Lately, there has been a boom of flavored and colored arepas. A good example of this type of arepa is the ones I make by adding carrots, spinach, and beets to the dough.
You can incorporate almost any flavoring and coloring agents to the dough. In that sense, your imagination is the limit. This post, however, is about plain and simple Venezuelan arepas.
How do you Eat Arepas?
Due to their neutral flavor, arepas are the perfect vehicle for all kinds of stuffings. Think of arepas as a pocket. That pocket can be stuffed with all kinds of fillings (but peanut butter and jelly, and Nutella). One of the most popular arepa fillings is a chicken and mayo salad. That is the glorious arepa “Reina Pepiada”.
Other popular fillings are: asado negro, pernil de cochino (roasted pork leg), and carne mechada (shredded beef). In fact, any Venezuelan animal proteín goes perfect with arepas.
My favorite fillings are tuna salad with mayo, white fresh cheese with butter, and Muenster cheese with tomato and crunchy bacon (and avocado if I have it handy). I also love arepas with perico (Venezuelan scrambled eggs).
With or Without an Arepa Maker?
Traditionally, the authentic Venezuelan arepas are shaped by hand. For us to give the arepas their perfect round flat shape is a piece of cake. I don’t consider myself a good arepa shaper, though. So, for the video in this post, my good friend Luisa Chesneau was in charge.
There are two known ways to solve the shaping “problem”. The first one is by practicing.
The second one is with an arepa maker. These days, arepa makers are becoming more and more popular. With them, you just make a little ball of dough. The arepa maker will do the rest of the job, including shaping perfect circumferences and perfectly cooking them.

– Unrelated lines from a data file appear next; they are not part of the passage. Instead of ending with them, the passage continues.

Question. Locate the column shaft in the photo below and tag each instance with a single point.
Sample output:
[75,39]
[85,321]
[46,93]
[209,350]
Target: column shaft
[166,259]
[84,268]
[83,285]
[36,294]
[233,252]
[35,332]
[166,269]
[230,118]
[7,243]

In fact, some of the arepas in the pictures that illustrate this post were made in an arepa maker.
Where to Buy Arepa Flour?
Harina P.A.N. is sold in Latino stores across the U.S. and in major grocery stores where it can be found at the international food isles. More recently (January 2020) and to my happiness, I saw it at Costco in Miami! As a result of the increasing Venezuelan diaspora, Harina P.A.N. is also sold in Central and South American countries, as well as in most of Europe.

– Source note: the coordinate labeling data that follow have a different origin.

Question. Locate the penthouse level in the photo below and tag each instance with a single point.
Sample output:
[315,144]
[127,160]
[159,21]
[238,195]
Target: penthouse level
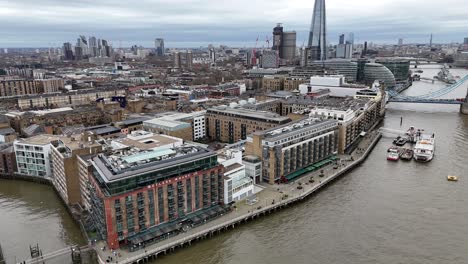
[288,151]
[79,97]
[139,197]
[231,124]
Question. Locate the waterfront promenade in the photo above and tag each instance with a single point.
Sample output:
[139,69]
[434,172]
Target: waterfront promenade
[272,198]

Besides that, you can buy Harina P.A.A. online through my Amazon Affiliate Program. At Amazon you can also get the arepa maker. If your choice is the traditional non-arepa maker method, also at Amazon you can get a double griddle or even better, get the classic budare (something that cannot be missed in any Venezuelan kitchen)
How to Make Arepas from Scratch?
The recipe for these arepas is printed on the Harina PAN package. If you follow those directions, you will get the perfect dough. This is exactly what I do. My only “secret” is that sometimes I don’t add any salt. But the salt thing is a personal choice.
One simple trick: add the flour to the lukewarm water in two parts and stir with your hands so there are no lumps.
For those of you unfamiliar with the art of making arepas, here is the not so secret formula to make the best plain ones! By the way, this is the same recipe used yesterday by Empresas Polar in my home country to celebrate the 50 anniversary of Harina PAN. They entered the Guinness record book with an arepa weighing 493.2 kilos! Isn′t it incredible?
- 2 ½ cups of luke warm water
- 2 cups of Harina PAN pre cooked arepa flour
- Pour the water in a bowl.
- Add the flour and mix with your hands until well incorporated.
- Let stand for 2 minutes.
- Form dough balls according to the size of your arepa maker.
- Cook following the instructions of the arepa maker. In the case of my Miallegro arepa maker, it takes 12 minute to have the arepas done.